Non appare inoltre sufficiente, per quanto auspicabile, tornare a parlare di esercito comune europeo, se non si colma il vuoto politico che rende l’Europa inesistente sul piano internazionale. C’è da riportare stabilità e pace praticamente in tutte le aree di confine: dall’Ucraina, al Caucaso, al Mediterraneo e al Vicino Oriente. Ma la strategia dell’Ue e dei 27 qual è: quella di aspettare l’esito delle elezioni presidenziali americane per adeguarvisi oppure quella di dare dei concreti segnali di autonomia? Gli interessi europei esigono con la massima urgenza di svincolarsi dalla strategia neoconservatrice di destabilizzazione degli stati vicini all’Europa, i cui frutti di distruzione, morte e mancato sviluppo li possiamo constatare in Libia, Iraq, Siria, Ucraina, solo per citare qualche esempio. Questa è una delle grandi questioni a cui l’Europa deve dare una risposta, altrimenti rischia il tramonto se non addirittura la guerra. Di fronte ad una strategia ostile agli interessi europei, che è determinata in particolare a impedire con ogni mezzo (vedasi la guerra civile innescata in Ucraina) l’integrazione economica tra la Germania e la Russia, si è vista sinora solo sudditanza da parte delle classi dirigenti europee. Ma ciò significa, nei fatti, la rinuncia da parte dell’Ue a esercitare un ruolo autonomo nel mondo multipolare. Sotto questo profilo per l’Europa si tratta allora di recuperare “intelligenza e visione per battere chi vuole la guerra e la provoca”, come ha lucidamente rilevato il presidente Mattarella nel suo recente intervento al Meeting di Rimini.

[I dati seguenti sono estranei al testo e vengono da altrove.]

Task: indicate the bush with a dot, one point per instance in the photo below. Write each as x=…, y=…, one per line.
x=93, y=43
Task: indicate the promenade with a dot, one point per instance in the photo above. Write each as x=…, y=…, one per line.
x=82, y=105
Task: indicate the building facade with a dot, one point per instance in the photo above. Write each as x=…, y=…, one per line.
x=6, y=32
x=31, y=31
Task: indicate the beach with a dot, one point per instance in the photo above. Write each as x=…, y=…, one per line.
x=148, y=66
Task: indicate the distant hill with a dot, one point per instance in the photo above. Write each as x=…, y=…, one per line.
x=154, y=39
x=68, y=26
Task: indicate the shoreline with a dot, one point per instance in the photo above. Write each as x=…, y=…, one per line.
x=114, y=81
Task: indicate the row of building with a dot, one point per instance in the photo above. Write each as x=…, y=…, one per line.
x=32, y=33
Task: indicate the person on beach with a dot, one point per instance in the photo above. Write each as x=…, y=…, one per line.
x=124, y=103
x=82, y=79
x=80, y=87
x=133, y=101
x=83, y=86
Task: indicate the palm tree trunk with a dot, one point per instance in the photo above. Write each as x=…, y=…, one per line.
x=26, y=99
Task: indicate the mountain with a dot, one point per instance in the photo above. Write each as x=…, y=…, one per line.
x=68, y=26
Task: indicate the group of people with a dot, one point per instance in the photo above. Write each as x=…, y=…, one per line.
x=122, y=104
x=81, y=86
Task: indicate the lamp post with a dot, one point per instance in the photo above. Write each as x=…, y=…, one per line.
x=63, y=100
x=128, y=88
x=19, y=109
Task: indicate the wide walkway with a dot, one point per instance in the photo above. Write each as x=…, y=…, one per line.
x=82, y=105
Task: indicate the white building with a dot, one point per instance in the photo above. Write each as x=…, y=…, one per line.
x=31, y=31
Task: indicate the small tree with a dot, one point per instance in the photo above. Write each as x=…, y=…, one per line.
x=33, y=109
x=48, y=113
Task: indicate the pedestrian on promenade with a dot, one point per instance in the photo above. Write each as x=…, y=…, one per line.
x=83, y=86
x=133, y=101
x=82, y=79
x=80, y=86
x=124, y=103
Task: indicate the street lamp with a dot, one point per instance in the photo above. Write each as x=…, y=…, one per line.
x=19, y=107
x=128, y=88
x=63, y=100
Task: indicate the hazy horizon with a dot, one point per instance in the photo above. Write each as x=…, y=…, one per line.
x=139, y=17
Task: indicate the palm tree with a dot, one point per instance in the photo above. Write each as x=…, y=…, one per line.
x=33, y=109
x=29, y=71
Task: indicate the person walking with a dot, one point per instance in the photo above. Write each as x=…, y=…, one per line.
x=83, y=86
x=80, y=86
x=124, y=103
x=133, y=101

L’altro grande versante sul quale si avverte la necessità urgente per l’Europa di riprendere in mano le redini del proprio destino è quello economico e sociale. Si tratta di fermare la caduta nel baratro della miseria delle classi lavoratrici e dei ceti medi europei. Di ridare speranza di costruirsi un avvenire ai milioni di giovani che compongono la generazione perduta che si aggira senza lavoro e con sempre minor sostegno della famiglia e del welfare in Europa. Per la tenuta della zona Euro è ormai decisivo il superamento dell’austerità, senza di cui interi stati sono condannati ad un pericoloso peggioramento dell’economia e delle condizioni di vita. La Grecia risulta già ridotta ad una nazione che necessita di aiuti umanitari. Per il nostro Paese la fine dell’austerità costituisce una necessità vitale, per liberarsi da un cappio che con gli anni si stringe sempre più al collo provocando un colpevole soffocamento dell’economia, la deflazione, la disoccupazione a livelli record.
Le politiche per rilanciare il progetto europeista ci sono, quello che manca è spesso la volontà dei gruppi dirigenti di esercitare una responsabilità di fronte al popolo ed all’altezza delle sfide attuali. Per paradosso, con una eterogenesi dei fini di cui è intessuta la storia, la brexit sta in realtà facendo della Gran Bretagna un possibile modello ed una proiezione di quello che potrebbe divenire la nuova Europa. Con la scelta compiuta dal popolo al referendum dello scorso giugno il Regno Unito si è svincolato dal rapporto privilegiato tra Washington e Berlino, che costituisce il vero asse di governo di questa Europa che non suscita più entusiasmi, e si è proiettata con coraggio e lungimiranza nel contesto multipolare che caratterizza il mondo attuale, sfidando apertamente le residue velleità unilateraliste degli Stati Uniti. Se a Bruxelles e nelle altre capitali dell’Ue si faranno seriamente i conti con ciò che è successo veramente a Londra, forse la brexit anziché una sconfitta potrà essere ricordata come un nuovo promettente inizio del cammino di integrazione europea.